Beginning with the first confirmed plague to strike Venice — the 1348 outbreak that killed at least a third of its population — the city put in place containment measures even without understanding epidemiologically how it spread, said Fabio Zampieri, a history of medicine professor at the University of Padua Medical School.
Based on the belief that “bad air” was to blame for what became known as the Black Death, Venetian authorities closed churches and restaurants, canceled religious processions and ordered a thorough cleaning of homes and public venues, Zampieri said.
During the pestilence that erupted in 1423, Venice’s senate decided to lock down the whole city, prohibiting entry of people from suspected plague-ridden places and punishing locals who gave sick foreigners shelter with six months in jail, he said. A year later, Venice opened the first “lazzaretto,” a hospital on an isolated island in the Venetian lagoon dedicated exclusively to plague victims.

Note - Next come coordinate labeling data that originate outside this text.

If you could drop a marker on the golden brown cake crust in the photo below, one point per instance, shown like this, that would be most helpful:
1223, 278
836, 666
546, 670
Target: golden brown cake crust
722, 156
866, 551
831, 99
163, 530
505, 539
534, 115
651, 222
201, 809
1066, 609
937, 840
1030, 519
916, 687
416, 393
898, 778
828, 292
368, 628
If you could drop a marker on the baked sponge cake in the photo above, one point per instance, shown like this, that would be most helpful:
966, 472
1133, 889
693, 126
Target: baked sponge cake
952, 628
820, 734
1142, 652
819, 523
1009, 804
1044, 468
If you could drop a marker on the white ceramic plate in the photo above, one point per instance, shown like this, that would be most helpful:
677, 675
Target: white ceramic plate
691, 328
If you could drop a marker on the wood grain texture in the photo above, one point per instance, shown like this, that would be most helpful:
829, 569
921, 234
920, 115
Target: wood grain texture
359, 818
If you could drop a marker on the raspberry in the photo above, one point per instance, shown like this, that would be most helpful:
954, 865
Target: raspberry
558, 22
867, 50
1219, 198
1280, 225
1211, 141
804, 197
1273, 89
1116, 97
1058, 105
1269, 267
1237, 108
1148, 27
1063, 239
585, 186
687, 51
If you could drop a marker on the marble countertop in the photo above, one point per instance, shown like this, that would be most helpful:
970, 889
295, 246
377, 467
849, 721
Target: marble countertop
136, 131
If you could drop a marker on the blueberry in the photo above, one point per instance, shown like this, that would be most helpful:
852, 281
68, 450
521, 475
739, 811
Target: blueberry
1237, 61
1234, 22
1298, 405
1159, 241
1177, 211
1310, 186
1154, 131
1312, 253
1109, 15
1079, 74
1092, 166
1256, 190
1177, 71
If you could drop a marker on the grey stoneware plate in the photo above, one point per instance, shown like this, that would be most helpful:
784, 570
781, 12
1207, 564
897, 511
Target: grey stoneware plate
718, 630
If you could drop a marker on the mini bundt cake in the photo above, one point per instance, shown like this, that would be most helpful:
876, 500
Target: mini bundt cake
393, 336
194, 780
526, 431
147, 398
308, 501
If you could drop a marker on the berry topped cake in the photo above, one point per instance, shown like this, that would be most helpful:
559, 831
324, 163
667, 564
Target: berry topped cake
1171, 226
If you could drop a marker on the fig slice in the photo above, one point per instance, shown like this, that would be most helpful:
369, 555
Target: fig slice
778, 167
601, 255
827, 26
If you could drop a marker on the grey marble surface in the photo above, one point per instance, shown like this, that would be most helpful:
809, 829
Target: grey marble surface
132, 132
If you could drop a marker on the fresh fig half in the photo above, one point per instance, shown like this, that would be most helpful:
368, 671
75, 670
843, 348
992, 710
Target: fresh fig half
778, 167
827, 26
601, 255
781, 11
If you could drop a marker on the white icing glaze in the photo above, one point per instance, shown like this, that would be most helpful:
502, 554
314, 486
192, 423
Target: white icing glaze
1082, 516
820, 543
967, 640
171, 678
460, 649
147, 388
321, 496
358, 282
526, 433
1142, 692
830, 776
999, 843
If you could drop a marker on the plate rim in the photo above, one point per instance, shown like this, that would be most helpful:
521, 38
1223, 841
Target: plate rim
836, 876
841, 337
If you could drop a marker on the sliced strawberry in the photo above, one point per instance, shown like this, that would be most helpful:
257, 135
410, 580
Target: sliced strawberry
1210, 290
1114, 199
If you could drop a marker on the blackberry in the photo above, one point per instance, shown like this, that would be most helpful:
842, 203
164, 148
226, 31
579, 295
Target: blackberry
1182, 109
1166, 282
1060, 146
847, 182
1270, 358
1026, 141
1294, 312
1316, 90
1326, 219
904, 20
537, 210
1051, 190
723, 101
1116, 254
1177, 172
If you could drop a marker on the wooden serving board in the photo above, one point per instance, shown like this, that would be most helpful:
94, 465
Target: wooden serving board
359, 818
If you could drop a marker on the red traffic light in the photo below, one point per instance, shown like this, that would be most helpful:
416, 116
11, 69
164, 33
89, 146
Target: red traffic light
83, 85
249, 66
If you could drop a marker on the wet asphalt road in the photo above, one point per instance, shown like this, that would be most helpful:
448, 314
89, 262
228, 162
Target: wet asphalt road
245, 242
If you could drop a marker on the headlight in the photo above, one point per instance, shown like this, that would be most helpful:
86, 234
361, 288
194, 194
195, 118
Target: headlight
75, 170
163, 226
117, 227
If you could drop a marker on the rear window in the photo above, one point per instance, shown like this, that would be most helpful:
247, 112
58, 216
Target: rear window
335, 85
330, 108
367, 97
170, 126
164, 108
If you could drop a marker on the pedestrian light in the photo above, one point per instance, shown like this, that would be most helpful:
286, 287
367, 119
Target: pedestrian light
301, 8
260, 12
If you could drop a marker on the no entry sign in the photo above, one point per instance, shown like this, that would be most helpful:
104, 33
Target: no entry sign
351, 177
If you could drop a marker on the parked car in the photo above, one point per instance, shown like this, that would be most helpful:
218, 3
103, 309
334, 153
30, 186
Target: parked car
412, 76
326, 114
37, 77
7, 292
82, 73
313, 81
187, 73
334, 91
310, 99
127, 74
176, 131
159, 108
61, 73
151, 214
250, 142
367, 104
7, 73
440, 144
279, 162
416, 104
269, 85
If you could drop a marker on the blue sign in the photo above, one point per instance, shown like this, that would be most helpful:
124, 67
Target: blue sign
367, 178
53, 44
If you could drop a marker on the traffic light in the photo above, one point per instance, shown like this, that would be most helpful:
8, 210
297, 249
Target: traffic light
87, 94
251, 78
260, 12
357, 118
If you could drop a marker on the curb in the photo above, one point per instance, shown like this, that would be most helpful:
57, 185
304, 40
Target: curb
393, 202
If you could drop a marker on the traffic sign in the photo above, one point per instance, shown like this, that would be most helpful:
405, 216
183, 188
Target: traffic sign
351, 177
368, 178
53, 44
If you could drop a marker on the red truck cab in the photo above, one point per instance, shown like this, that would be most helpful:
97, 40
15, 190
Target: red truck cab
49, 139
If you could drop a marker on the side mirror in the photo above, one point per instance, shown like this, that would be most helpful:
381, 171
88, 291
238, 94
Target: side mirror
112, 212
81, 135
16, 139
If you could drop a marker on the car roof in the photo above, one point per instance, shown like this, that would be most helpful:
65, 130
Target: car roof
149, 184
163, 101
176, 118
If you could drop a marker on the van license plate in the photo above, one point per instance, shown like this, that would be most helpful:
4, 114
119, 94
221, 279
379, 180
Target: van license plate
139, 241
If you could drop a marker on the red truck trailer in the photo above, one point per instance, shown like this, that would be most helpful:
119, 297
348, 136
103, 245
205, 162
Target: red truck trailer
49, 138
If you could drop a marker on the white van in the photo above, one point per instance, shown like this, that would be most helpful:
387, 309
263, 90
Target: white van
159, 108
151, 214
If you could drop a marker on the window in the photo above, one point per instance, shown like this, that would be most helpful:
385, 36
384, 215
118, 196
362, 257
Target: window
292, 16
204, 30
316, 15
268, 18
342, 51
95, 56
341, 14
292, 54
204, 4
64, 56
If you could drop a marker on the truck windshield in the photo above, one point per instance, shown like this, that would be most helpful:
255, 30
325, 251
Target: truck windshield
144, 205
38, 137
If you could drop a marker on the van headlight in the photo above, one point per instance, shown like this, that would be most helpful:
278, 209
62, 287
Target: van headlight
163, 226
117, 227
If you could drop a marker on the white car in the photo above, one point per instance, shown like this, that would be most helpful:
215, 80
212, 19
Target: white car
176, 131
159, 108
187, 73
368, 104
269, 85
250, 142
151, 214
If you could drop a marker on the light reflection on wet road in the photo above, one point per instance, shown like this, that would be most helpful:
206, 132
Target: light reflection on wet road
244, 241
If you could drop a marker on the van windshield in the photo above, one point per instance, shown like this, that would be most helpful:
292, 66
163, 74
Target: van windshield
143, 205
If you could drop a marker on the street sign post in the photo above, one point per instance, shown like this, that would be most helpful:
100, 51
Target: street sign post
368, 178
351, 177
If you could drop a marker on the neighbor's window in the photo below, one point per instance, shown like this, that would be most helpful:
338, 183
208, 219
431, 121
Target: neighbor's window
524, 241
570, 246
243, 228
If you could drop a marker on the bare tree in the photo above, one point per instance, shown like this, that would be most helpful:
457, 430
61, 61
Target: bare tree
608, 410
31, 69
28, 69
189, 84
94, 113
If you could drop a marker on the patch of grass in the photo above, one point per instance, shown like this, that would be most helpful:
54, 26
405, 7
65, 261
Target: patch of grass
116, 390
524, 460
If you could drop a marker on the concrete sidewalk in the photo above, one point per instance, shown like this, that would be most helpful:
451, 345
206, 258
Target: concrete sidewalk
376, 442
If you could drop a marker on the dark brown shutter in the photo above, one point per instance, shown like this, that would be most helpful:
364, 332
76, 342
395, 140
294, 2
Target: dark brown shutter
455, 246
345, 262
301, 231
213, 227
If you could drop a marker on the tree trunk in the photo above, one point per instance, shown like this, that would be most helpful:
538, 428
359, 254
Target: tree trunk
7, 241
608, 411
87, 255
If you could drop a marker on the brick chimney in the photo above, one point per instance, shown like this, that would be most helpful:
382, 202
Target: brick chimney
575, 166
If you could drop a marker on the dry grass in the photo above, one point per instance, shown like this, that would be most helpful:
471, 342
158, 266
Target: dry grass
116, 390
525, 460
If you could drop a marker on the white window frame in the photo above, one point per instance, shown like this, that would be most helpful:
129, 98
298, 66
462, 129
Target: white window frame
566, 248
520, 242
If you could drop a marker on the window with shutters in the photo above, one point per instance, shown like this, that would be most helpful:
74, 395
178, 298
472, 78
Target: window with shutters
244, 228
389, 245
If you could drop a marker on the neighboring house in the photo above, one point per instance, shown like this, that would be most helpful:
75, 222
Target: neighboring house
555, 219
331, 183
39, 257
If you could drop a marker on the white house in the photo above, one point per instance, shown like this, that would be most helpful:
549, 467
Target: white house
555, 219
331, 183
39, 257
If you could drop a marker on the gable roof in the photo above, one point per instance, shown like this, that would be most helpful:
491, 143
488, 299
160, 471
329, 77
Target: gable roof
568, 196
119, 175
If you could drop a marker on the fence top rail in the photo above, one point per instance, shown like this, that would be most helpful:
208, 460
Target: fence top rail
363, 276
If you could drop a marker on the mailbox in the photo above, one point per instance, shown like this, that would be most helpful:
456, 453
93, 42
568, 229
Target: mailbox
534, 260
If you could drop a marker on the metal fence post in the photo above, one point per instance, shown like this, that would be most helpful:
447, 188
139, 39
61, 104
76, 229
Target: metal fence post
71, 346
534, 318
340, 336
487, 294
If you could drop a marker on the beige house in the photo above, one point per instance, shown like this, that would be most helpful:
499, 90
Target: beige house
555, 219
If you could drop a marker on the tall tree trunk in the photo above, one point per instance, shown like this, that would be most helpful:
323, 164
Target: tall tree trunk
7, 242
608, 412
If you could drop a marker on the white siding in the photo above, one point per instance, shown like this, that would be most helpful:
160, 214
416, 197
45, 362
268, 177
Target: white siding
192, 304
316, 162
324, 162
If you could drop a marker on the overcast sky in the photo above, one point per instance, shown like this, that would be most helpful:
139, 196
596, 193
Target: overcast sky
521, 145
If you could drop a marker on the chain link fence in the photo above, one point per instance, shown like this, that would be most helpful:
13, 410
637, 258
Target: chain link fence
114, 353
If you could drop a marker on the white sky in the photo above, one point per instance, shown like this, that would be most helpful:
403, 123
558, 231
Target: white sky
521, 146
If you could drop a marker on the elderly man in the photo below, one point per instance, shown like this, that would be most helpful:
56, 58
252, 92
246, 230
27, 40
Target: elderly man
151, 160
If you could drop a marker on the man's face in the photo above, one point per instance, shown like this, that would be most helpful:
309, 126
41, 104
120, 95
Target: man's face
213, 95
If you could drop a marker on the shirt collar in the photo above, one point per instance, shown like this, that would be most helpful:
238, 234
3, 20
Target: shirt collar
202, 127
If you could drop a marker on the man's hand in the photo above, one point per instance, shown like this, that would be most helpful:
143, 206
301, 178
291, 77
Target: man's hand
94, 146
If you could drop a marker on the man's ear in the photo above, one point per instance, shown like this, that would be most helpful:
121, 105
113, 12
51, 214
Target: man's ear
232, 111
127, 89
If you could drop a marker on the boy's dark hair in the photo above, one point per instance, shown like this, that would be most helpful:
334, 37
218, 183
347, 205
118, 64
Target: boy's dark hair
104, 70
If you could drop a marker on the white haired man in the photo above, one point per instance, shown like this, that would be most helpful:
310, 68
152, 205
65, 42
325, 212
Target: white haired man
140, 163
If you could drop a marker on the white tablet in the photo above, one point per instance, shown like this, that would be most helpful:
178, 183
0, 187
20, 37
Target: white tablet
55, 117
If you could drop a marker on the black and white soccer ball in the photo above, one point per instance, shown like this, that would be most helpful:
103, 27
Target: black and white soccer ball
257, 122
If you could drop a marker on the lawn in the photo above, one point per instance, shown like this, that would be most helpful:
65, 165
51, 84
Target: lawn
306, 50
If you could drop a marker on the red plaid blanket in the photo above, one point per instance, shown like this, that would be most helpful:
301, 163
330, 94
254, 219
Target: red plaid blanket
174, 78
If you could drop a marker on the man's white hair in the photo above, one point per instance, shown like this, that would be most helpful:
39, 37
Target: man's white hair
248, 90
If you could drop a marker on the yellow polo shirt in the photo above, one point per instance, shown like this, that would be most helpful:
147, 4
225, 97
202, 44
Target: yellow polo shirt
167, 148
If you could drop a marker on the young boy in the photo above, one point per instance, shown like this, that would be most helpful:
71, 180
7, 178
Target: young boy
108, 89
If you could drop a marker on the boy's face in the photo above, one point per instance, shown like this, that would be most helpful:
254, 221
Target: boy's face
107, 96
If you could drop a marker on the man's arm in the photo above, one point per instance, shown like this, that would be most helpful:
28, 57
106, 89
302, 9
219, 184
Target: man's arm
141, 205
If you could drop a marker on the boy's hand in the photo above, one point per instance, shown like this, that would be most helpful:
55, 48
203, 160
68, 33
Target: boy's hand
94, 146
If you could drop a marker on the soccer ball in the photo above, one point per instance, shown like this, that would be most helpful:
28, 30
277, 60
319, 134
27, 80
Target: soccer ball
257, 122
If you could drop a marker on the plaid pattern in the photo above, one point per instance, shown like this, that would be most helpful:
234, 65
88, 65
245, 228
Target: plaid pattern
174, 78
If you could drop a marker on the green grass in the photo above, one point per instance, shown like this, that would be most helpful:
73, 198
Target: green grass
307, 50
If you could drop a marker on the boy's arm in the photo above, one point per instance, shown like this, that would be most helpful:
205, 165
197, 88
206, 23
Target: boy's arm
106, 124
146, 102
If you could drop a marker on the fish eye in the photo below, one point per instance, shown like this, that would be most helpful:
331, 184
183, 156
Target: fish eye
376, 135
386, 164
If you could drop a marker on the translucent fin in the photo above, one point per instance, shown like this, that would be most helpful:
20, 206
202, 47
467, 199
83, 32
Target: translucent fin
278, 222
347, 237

That concept would transform years later into a proper quarantine, an isolated place for people merely suspected of carrying the plague — crews of merchant ships — to wait out 40 days of surveillance while their cargo was disinfected, he said.
During the 1575-1577 plague, doctors increasingly used the beak-nosed masks filled with aromatic herbs to try to protect themselves from the sick, still not realizing that the plague was carried mostly by bacteria-infected fleas on rats, not “bad air.”
“It was still a crucial experience for the history of medicine, the history of health care and the history of managing infectious diseases,” Zampieri said.
After the 1630 pestilence again wiped out around a third of the population, weary Venetians gave thanks to the Virgin Mary that even more lives weren’t taken: They built the Santa Maria della Salute (St. Mary of Health) church across the Grand Canal from St. Mark’s Square, one of the city’s most visible and iconic images.
The central location of the huge, white octagonal domed basilica at the tip of Venice’s custom’s port was entirely intentional, to show the city’s gratitude that it had once again survived and rebounded from the pestilence, said art historian Silvia Marchiori, curator of the Venice Patriarchate’s Manfrediniana museum.
“When you arrived in Venice, you arrived from the sea, not land, so you had to notice this great temple that was built in white Istrian stone to attract attention,” she said.
To this day, Venetians venerate an icon of the Madonna in the basilica during one of the city’s main religious festivals on Nov. 21, a day dedicated to offering prayers for good health, she said.
Whether by prayer, public health policy or discipline, Venice as a whole fared relatively well during its latest pandemic. The city took the extraordinary decision in February 2020 — when coronavirus was just beginning to be detected in northern Italy — to cancel its famous Carnival. It stayed locked down during the worst of the pandemic, watching as neighboring Lombardy and even parts of the surrounding Veneto region got slammed with infections and deaths in one of Europe’s worst-hit countries.
Venice has been rewarded with a steady return of visitors this spring and summer, just in time for celebrations marking the 1,600th anniversary of the founding of the city, the film festival, sailing regattas and star-studded fashion shows by Valentino and Dolce & Gabbana.
It’s all part of Venice’s efforts to attract visitors who stay, spend and appreciate the city’s history and artistry, rather than day-trippers who take a gondola ride down the Grand Canal and call it a day, said tourism chief Venturini.
“These are the pillars on which we’re building a post-COVID tourism,” he said.